Hellbound took my just over two years. I would have had it completed quicker but life gets in the way occasionally! My second novel will be finished by the end of this year.
24. How do you come up with your character names and geographic location / business names?
In Hellbound, the antagonist’s name needed to be something biblical and powerful yet at the same tie unusual. Hence I settled on Obadiah Stark for the name of the antagonist.
The protagonist was given the friendly Irish name of Joe O’Connell. The supporting characters where named after people I knew at work and some friends.
As for the location, I didn’t want to choose America or England but it needed to be somewhere familiar and relatable so I chose Ireland. The other reason for choosing Ireland was due to the fact that The Blasket Islands (a group of islands off the west coast of Ireland) are quite a desolate place and seemed ideal to place a supermax prison where you might want to keep the worst of humanity out of the way! Though the locations in Hellbound are real, many of the organisations and businesses are fictional.
25. Do you have any “must haves” to help you write? (i.e., a full cup of coffee, a view of the ocean, etc.)
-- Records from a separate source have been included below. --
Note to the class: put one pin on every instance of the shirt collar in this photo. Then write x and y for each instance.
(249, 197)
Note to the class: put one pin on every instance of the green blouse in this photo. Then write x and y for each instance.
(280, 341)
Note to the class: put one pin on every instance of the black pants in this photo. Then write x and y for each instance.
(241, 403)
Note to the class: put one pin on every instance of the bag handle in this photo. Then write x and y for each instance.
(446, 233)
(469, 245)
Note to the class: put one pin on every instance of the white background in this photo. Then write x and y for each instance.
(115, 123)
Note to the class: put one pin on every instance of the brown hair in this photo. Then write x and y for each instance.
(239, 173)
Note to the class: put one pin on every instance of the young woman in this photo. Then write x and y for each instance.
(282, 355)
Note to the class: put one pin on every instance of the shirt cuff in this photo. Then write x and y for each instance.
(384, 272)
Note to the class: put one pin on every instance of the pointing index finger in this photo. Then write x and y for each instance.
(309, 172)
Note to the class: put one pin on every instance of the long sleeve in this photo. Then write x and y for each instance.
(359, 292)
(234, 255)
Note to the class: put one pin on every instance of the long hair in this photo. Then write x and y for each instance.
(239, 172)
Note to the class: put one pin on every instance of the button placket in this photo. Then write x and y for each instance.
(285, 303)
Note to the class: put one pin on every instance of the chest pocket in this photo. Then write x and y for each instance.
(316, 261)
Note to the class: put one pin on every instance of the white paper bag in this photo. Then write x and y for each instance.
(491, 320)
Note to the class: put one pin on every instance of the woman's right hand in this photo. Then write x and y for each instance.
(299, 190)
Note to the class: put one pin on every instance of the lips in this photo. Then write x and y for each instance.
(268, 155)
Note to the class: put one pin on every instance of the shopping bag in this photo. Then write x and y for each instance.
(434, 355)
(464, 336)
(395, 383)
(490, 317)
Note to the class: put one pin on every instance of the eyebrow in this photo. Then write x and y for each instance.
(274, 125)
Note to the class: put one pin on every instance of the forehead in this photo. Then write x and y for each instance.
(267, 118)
The only thing I like is some music in the background, something instrumental and either classical or a film score. Anything with lyrics and I get distracted!
26.What is the quirkiest thing you do or have ever done when writing?
I will only write in a really old wooden chair that irritates Kelly as it matches nothing in the house!
ABOUT YOUR WORK::
27. If you could be one of your own characters for a day, who would it be and why?
It would be fascinating to be Obadiah Stark for a day! Though having had him in my head for the past two years I feel as though I know him well…which is worrying as he is a serial killer!!
28. If one of your books became a movie, who would you choose for the “perfect cast” of main characters?
Easy! John Cavizel as Obadiah Stark, Stephen Amell as Joe O’Connell and Jamie Alexander as Vicky Carter.
29. What is the most difficult thing you have ever researched for one your books and why?
Researching all about the death sentence and the process of an execution was quite challenging, as it isn’t necessarily information that is readily available, even in this age of the Internet. Though you could find basic information, finding out specific details about the drugs used and the exact routines used during the execution of a prisoner was at the same time difficult and disturbing.
Thank you, David, for allowing me to interview you. I hope everyone else has enjoyed learning about you and your work as much as I have.